日本人は使えないのに、なぜ日本へ?会員2千万人、楽天も出資した14億ドル企業

「日本上陸」と聞けばコンシューマー向けアプリの展開を想像しがちだが、実態は逆だ。ShopBackは日本で、日本の企業に売り込みに来ていた。

ポイントじゃない、現金だ――日本型経済圏との根本的な違い

 日本はポイント大国だ。楽天ポイント、PayPayポイント、dポイント、Vポイント、Pontaポイント……6大経済圏が激しく競合し、消費者は財布の中に複数のポイントカードを持つ。いずれも「自社エコシステム内に消費者を囲い込む」モデルだ。

 ShopBackが提唱するのは、その対極にある「オープン・リワード」だ。特定の経済圏に縛られず、2万店以上の加盟店を横断して現金でキャッシュバックする。ポイントではなく、現金。囲い込みではなく、開放。

「日本のポイントシステムは、私たちがShopBackを作る上で大きな参考になりました。日本は10年以上前から、このビジネスモデルが成功することを証明してくれていたんです」

 その言葉は、敬意であり同時に宣戦布告でもある。チャン氏は「学んだ」と語るが、ShopBackが持ち込もうとしているものは、日本の消費者が慣れ親しんだポイント経済圏とは構造からして異なる。楽天・クレディセゾン・ソフトバンクがShopBackに投資しているのは偶然ではない。彼らはその違いを、7〜8年前から見抜いていた。

42歳、子供2人――購買データが暴く「知らなかった自分」

 チャン氏はプレゼンテーションの途中で、スマートフォンの画面を取り出した。

 そこに映っていたのは、あるユーザーのプロフィールだった。年齢は35〜45歳。男性。子供が2人いて、年齢は3〜8歳。よく飛行機に乗り、テクノロジー製品を好む。健康意識が高い。

「このユーザーは私自身です。でも私はShopBackに、自分が42歳だと教えたことはありません。子供が4歳と6歳だとも、一度も話していません。3ヶ月間の購買履歴だけで、AIがここまで導き出すんです」

 アマゾンも楽天も、自社プラットフォーム内の購買データは持っている。しかしShopBackの強みは、2万店以上の加盟店を横断したクロスプラットフォームデータだ。オンラインだけでなく、店舗でのレシートスキャン(ShopBackSNAP)によるオフライン購買データも加わる。
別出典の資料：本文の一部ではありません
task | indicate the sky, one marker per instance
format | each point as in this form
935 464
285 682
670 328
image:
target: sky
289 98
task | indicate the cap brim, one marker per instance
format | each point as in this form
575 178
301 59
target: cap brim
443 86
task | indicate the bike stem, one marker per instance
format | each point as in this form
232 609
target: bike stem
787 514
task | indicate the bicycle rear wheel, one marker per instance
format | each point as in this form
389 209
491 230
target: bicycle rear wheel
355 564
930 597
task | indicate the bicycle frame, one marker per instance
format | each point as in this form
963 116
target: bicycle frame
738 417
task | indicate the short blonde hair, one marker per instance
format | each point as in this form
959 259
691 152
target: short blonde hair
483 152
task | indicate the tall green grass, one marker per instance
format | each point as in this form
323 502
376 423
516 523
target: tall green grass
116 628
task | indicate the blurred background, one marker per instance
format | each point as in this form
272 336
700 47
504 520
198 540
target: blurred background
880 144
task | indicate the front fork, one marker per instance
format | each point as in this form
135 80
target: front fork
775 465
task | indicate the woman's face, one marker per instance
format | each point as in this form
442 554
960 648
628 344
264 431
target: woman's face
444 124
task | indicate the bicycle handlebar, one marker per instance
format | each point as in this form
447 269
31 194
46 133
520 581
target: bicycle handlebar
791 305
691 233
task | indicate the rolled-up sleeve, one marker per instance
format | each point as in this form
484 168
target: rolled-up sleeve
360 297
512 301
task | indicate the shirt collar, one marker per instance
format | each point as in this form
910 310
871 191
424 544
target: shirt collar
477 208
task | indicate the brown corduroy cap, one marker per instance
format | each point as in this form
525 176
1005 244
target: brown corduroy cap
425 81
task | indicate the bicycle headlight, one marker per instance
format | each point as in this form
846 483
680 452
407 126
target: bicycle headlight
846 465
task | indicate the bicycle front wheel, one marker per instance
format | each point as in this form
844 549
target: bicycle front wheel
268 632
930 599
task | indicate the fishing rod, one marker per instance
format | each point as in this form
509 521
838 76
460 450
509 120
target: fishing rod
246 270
「アマゾンは、あなたがアマゾンで買ったものしか知りません。しかし私たちは、あなたがどこで買ったものでも知っています」

 このデータ基盤の上に、AIショッピングアシスタント「ShopWhiz」が乗る。ユーザーが椅子の写真を撮れば、2万店を横断して最安値と最良の選択肢を提示する。TikTokが「見るほど最適化される」ように、ShopBackは「買うほど最適化される」プラットフォームを目指している。
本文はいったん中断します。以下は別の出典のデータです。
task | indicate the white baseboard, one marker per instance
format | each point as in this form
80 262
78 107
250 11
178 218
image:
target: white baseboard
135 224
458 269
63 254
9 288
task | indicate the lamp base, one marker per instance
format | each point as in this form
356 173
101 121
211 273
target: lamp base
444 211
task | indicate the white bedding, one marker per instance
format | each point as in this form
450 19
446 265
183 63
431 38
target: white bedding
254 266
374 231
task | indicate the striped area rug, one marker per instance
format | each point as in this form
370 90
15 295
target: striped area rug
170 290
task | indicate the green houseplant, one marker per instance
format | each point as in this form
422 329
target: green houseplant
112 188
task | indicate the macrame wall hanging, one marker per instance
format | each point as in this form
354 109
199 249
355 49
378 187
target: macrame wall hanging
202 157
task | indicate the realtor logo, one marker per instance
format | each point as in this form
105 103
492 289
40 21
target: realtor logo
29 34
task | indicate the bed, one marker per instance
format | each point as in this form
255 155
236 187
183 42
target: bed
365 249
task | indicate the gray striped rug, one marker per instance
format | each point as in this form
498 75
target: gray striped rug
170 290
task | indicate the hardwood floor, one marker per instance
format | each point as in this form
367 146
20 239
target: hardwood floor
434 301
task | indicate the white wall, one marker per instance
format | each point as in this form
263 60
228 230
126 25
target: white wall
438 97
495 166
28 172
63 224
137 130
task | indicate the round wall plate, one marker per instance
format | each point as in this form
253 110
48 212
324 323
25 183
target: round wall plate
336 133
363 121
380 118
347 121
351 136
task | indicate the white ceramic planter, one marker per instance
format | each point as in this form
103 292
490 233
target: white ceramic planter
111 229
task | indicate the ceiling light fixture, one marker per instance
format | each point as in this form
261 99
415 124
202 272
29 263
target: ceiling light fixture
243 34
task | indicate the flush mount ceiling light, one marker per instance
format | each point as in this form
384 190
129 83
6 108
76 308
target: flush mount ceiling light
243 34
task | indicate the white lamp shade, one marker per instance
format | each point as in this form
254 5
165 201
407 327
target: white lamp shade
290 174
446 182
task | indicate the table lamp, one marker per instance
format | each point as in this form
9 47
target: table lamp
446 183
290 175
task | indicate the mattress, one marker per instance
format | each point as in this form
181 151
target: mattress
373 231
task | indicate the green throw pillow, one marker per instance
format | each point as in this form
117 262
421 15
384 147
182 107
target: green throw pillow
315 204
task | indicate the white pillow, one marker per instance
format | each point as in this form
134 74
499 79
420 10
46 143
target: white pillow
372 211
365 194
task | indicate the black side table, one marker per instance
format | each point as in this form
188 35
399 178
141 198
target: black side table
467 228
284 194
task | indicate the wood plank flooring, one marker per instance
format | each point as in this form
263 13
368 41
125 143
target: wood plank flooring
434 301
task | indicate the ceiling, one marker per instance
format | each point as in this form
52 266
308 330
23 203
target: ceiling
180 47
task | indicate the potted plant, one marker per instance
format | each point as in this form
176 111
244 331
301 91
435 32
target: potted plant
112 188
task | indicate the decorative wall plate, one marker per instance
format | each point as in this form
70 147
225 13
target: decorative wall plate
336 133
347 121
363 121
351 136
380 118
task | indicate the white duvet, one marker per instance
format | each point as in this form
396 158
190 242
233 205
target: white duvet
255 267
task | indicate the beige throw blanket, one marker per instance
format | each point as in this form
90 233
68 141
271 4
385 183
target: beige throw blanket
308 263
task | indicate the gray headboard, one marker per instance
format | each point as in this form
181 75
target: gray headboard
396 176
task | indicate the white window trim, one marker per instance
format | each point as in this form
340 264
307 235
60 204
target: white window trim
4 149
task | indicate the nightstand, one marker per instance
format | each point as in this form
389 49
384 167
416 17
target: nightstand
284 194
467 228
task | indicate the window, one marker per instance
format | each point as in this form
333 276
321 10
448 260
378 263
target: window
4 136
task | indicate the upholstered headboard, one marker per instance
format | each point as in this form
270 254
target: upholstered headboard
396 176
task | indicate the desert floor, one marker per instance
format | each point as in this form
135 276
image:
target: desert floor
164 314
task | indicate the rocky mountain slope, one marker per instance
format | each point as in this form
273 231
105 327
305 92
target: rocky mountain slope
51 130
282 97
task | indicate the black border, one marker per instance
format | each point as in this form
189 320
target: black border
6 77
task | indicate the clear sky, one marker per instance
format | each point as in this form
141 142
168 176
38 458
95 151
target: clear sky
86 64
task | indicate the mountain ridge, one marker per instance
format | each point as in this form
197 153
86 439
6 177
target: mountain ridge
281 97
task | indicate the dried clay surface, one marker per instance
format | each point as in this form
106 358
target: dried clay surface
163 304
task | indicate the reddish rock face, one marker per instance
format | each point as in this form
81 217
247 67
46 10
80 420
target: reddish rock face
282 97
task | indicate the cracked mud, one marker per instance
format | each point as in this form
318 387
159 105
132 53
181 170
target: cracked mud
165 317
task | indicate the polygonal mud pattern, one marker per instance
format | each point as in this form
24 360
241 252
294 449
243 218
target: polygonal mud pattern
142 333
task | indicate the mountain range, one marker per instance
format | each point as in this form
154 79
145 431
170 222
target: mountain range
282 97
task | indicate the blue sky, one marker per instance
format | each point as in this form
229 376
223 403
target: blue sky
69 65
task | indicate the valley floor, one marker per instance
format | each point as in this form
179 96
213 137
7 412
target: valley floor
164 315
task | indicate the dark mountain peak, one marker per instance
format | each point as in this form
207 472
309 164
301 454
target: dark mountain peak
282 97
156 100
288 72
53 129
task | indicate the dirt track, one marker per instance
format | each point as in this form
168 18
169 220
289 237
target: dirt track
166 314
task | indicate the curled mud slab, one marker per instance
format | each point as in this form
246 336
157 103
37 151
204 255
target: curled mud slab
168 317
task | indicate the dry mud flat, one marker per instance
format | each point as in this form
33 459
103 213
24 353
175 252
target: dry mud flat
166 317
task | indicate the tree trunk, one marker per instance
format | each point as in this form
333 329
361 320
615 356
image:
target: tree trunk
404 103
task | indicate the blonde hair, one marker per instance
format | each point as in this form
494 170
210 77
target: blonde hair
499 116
「勝つのは三者一緒でなければならない」――収奪しないプラットフォームの論理

 取材の中で、こんな問いをぶつけた。

「アメリカのテック企業と比べ、ユーザーから取るのではなくユーザーに還元しようという思想が強く見える。なぜか」

 チャン氏は、他社についてのコメントを静かに断った。そして自社についてだけ、こう語った。
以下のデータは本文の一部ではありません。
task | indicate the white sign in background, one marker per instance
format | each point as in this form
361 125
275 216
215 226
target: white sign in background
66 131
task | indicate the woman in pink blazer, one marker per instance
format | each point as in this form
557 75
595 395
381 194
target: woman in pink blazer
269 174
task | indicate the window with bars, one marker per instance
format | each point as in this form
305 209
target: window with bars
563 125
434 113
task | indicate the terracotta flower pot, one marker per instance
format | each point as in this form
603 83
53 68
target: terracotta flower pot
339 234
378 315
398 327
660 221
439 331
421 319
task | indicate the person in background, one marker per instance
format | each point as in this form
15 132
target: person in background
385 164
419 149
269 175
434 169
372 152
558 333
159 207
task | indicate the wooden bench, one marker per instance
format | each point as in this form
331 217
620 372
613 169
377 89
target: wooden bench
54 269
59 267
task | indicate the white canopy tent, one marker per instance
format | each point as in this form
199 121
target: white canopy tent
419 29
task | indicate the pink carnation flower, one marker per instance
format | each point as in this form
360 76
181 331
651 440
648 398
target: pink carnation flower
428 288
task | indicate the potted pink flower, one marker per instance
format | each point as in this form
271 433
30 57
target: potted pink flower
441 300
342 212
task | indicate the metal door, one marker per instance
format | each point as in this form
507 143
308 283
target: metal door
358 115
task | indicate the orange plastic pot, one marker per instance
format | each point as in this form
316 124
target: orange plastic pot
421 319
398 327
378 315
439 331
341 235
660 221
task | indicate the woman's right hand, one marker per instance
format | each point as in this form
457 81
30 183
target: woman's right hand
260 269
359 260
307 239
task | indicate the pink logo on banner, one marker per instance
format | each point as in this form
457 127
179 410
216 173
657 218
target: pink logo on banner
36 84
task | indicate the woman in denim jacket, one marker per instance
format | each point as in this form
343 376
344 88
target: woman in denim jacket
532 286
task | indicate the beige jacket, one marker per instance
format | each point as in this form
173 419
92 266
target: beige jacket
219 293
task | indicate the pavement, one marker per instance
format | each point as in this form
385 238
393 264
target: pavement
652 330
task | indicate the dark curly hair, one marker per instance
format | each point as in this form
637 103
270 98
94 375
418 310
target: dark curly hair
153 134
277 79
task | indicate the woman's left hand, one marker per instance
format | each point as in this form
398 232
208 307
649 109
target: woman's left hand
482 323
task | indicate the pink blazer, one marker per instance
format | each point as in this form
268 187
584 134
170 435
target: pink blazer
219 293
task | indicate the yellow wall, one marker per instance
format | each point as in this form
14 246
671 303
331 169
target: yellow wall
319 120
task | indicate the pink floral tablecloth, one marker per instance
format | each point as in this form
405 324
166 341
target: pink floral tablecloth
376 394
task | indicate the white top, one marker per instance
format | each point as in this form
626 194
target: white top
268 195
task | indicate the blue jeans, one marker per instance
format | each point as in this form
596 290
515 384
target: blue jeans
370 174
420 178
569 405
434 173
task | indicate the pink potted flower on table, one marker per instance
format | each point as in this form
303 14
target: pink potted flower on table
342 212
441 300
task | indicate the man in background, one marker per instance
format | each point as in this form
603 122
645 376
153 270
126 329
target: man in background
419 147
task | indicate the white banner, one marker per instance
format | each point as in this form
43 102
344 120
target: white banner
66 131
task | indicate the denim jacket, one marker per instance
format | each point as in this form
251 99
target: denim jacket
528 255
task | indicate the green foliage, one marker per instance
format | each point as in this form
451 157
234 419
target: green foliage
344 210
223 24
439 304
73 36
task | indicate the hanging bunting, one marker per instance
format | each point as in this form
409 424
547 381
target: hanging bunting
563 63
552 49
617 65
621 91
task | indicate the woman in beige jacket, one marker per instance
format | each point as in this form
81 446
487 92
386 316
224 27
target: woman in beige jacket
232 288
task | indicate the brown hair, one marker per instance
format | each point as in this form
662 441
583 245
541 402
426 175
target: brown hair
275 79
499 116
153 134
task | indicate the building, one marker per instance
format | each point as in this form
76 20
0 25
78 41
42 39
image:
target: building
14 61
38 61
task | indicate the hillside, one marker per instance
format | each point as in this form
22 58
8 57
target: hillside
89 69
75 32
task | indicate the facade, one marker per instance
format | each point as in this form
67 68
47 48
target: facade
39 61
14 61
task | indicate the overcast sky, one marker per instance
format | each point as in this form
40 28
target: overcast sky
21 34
「私たちがやること全てに、ユーザーの時間とお金を節約することが必須です。そしてブランドの成長を支援することも必須です。ユーザーが勝ち、加盟店が勝ち、ShopBackが勝つ——三者が一緒に成長できる形でなければ、成立しません」

 他社に言及しなかったことが、むしろ雄弁だった。クリックや表示ごとに課金するのではなく、購買が成立した時だけ課金する完全成果報酬型モデル。有料ソーシャル広告の約12分の1というコスト効率は、この設計思想から生まれている。加盟店が売上を出さない限り、ShopBackも収益を得ない。